A “small” number of people were injured in the disaster, the secretary said at the Office of the Refugee, Relief and Repatriation Commissioner.

“Some might have taken shelter in nearby homes,” he said.

He also said the authorities were investigating to confirm how many people were missing.

Shahdat Hossain, a senior station officer at Cox's Bazar Fire Service, said earlier on   Tuesday that the rescuers pulled the bodies of seven Rohingya people from the rubble.

Of them, two were children, reports bdnews24.com with details from Reuters.

Video and photographs showed a blaze ripping through the camp. Black smoke billowed over burning shanties and tents as people scrambled to recover their possessions.

The cause of the blaze has not been established.

More than a million Rohingya live in the camps in southern Bangladesh, the vast majority having fled Myanmar in 2017 from a military-led crackdown that UN investigators said was executed with "genocidal intent", charges Myanmar denies.

Zaifur Hussein, a 50-year-old refugee who escaped the fire but lost his home and was sheltering with friends, said he believed dozens may have been killed and that fencing around the camps made it difficult to flee.

"When we were in Myanmar we faced lots of problems... they destroyed everything," he said. "Now it has happened again."

Snigdha Chakraborty, the Bangladesh director for Catholic Relief Services, said she was worried about the lack of medical facilities in the area.
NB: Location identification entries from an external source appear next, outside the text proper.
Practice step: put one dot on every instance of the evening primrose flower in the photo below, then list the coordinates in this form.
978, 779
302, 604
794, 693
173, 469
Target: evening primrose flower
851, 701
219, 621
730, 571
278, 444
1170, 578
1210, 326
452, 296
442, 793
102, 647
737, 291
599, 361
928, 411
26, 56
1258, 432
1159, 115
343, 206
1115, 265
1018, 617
"Medical facilities are basic and burns require sophisticated treatment, plus hospital beds are already partly taken up with COVID-19 patients," she said. "Most likely there will be fatalities because the fire is so large."
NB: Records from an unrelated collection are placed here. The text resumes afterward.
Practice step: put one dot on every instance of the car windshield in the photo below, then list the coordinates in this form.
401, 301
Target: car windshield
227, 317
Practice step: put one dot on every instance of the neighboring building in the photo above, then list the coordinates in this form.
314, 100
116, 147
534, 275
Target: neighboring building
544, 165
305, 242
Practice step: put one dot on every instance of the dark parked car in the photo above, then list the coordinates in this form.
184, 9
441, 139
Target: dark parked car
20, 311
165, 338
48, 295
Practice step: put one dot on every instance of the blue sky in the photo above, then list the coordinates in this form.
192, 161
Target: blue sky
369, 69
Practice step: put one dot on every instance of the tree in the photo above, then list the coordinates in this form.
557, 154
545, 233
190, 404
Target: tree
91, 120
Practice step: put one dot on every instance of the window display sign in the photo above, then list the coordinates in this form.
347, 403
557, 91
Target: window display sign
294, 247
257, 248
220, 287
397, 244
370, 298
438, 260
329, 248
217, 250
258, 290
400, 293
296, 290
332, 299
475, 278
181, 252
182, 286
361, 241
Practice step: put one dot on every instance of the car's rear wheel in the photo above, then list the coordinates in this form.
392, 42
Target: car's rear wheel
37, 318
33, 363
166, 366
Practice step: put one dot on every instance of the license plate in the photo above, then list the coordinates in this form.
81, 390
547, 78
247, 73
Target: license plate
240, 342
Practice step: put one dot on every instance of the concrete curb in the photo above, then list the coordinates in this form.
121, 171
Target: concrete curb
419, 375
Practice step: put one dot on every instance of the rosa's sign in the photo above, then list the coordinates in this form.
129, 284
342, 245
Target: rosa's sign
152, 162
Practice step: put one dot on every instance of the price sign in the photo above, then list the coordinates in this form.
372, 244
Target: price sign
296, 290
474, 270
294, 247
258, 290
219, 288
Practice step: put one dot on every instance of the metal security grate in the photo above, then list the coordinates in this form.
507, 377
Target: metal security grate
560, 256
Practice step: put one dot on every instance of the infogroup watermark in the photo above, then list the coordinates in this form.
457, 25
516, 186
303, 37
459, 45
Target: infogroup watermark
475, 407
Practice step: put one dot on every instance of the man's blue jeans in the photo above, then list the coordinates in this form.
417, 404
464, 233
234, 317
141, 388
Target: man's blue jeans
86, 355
A Rohingya leader in Cox's Bazar, a sliver of land bordering Myanmar in southeastern Bangladesh, said he saw several dead bodies.
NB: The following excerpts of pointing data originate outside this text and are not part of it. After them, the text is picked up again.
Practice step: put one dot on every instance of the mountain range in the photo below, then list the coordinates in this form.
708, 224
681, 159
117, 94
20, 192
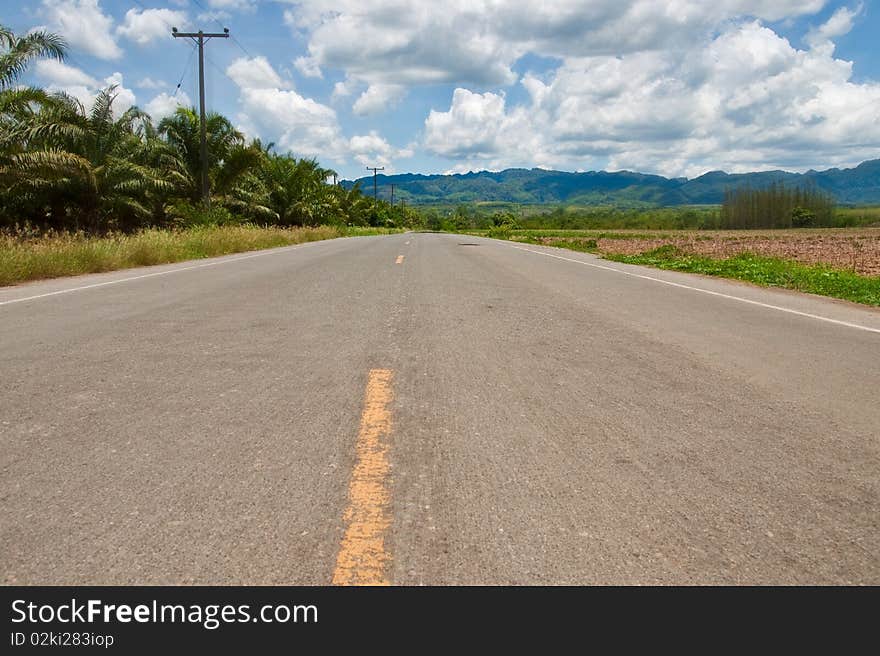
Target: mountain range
855, 186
"Thousand of huts were totally burned down," Mohammed Nowkhim told Reuters.

Another large blaze tore through the camp in January, destroying homes but causing no casualties.

The risk of fire in the densely populated camps is high, and Monday's blaze was the largest yet, said Onno Van Manen, Country Director of Save the Children in Bangladesh.

"It is another devastating blow to the Rohingya refugees who live here. Just a couple of days ago we lost one of our health facilities in another fire," he said.

The UNHCR said humanitarian partners had mobilised hundreds of volunteers from nearby camps for the support operation, as well as fire safety vehicles and equipment.